A technology to utilize nanocarrier particles to deliver therapeutic agents would increase the effectiveness of treatment and revolutionize medicinal therapy. Wound-healing processes benefit from incorporating nanotechnology through minimization of the time required to achieve complete healing and improving the response rate to medicinal therapy [35]. Nanomaterials, nanoscaffolds, and nanofibers, in addition to biomaterials, are used for topical drug delivery in wound-healing processes [35]. The use of nanomaterials for biomedical and pharmaceutical applications has gained considerable attention, especially in recent years, and several nanomaterials are used in biomedical applications for wound healing, drug delivery, etc. [4,6]. We adopted a thin-film hydration method to load 6-gingerol particles because it is a simple, globally accepted, and well-optimized technique [36]. Encapsulating medicinal agents from their natural origin into nanoliposomes is a promising delivery system by which to improve overall therapeutic efficacy.
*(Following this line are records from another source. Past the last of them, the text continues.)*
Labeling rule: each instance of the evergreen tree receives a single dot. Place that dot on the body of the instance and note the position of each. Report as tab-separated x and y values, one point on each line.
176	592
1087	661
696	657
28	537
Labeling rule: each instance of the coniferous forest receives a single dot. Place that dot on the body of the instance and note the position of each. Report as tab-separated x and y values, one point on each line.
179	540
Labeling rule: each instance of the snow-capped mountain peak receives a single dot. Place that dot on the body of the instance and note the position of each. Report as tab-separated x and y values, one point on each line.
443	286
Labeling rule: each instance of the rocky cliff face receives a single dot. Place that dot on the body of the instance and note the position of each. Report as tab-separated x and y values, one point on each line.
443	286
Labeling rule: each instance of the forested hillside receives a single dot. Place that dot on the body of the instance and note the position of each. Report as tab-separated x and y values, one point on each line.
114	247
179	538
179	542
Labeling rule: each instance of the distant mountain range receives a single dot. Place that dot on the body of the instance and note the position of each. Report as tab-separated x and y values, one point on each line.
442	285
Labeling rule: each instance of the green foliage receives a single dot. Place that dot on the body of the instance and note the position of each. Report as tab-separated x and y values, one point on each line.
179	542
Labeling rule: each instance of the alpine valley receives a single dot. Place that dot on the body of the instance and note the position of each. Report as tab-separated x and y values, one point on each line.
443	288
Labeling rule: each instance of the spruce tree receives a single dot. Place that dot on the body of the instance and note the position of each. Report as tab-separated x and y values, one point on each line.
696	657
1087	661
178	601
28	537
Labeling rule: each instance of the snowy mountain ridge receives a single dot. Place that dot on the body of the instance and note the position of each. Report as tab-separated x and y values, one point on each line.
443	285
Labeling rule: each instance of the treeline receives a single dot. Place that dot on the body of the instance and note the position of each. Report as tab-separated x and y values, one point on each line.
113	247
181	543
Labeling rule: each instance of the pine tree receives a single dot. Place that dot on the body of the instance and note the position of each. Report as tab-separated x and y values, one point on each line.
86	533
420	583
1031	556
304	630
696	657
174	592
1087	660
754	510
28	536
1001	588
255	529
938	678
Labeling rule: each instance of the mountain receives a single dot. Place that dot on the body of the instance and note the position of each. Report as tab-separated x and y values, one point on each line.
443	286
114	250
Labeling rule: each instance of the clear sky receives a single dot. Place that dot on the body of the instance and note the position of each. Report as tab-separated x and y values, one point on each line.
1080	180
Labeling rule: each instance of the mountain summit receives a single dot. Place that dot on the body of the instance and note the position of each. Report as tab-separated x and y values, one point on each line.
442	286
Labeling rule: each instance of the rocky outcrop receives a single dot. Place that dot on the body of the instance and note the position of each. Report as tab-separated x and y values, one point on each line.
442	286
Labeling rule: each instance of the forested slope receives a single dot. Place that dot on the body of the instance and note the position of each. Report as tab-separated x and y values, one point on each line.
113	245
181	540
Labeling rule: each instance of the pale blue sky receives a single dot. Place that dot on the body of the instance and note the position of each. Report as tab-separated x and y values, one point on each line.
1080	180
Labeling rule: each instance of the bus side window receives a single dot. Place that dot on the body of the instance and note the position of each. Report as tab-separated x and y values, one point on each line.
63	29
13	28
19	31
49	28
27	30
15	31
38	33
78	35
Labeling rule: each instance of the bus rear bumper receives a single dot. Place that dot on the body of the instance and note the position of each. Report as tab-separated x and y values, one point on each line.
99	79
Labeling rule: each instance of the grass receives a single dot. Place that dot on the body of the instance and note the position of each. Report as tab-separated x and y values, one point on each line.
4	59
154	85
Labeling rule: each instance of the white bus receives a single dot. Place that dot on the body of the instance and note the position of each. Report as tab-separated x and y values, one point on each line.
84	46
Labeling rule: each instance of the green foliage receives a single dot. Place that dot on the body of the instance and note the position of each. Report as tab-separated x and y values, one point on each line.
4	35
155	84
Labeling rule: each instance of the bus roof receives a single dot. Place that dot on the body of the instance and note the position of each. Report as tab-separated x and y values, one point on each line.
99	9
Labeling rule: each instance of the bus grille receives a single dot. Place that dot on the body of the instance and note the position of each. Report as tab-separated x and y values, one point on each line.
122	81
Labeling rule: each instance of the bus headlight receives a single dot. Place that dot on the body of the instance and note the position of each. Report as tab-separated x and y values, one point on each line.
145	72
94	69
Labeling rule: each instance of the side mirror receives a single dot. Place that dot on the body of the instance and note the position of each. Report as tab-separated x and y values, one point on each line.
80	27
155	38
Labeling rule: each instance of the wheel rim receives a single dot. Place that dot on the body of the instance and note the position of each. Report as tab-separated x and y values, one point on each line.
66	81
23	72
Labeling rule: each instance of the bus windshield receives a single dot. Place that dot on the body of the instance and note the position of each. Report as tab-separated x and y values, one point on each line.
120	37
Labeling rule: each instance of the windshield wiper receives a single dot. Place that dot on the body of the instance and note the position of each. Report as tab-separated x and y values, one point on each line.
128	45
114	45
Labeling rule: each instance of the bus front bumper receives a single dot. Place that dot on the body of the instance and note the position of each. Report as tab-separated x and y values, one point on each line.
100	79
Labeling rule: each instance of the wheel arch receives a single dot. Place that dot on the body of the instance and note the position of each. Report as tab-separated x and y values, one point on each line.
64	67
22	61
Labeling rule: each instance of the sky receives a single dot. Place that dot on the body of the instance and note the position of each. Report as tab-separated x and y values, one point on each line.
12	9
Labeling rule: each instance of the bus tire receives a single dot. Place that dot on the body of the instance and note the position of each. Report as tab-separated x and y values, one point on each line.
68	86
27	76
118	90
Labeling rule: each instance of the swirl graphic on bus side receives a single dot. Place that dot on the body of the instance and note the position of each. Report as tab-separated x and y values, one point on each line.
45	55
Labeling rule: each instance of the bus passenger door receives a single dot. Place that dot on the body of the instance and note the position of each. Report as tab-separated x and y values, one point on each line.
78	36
For example, capsaicin loaded into nanoliposome carriers has shown enhanced stability, selectivity, and improvement in activity against human cancerous cells. The same system considerably decreased the bioproduction of IL-6 and IL-8 compared with the control [13]. Our compound of interest, 6-gingerol, has been studied in animal models for its healing activity. In these studies, 6-gingerol was incorporated in an ointment dosage form at a concentration of 10% of the total formula. Then, it was applied to wounded rats (Rattus norvegicus). The incision wounds showed an accelerated healing process compared with those untreated or treated with Oxyfresh Soothing Pet Gel, which was used as a positive control. The average recovery took 16 days [37]. According to Rahayu et al., applying ginger extract to incision-wounded rats reduces neutrophil concentrations in the proliferation and maturation phases [38].

Our research has produced a novel formula with remarkable stability and selectivity. Our system of PEGylated nanophytosomes loaded with 6-gingerol showed promising biological activities and good physiochemical properties. However, this study has some limitations. Flow cytometry technique should have been used and correlated with immunohistochemistry data, and dose-response at different concentrations of 6-gingerol should have been performed to determine maximum drug load ability. In addition to the MTT assay, we should have tested the effect of the compound on a macrophage cell line.

5. Conclusions

Our novel formulation of 6-gingerol-loaded PEGylated nanophytosomes ensured considerable stability, selectivity, and safety and offered higher wound-healing activity levels than 6-gingerol alone and the crude extract. Our results are comparable with other natural compounds using encapsulated nanoliposome technology. In the future, 6-gingerol-loaded PEGylated nanophytosomes may provide a promising approach for managing wounds and inflammatory illnesses, including cancers. Future studies would look at carrying out experiments on in-vivo wound healing and optimizing the dose of 6-gingerol loaded on the PEGylated nanophytosomes. In addition, flow cytometry will be used to study in detail the induction of apoptosis and the effect of synthesized 6-gingerol phytosomes on the cell cycle.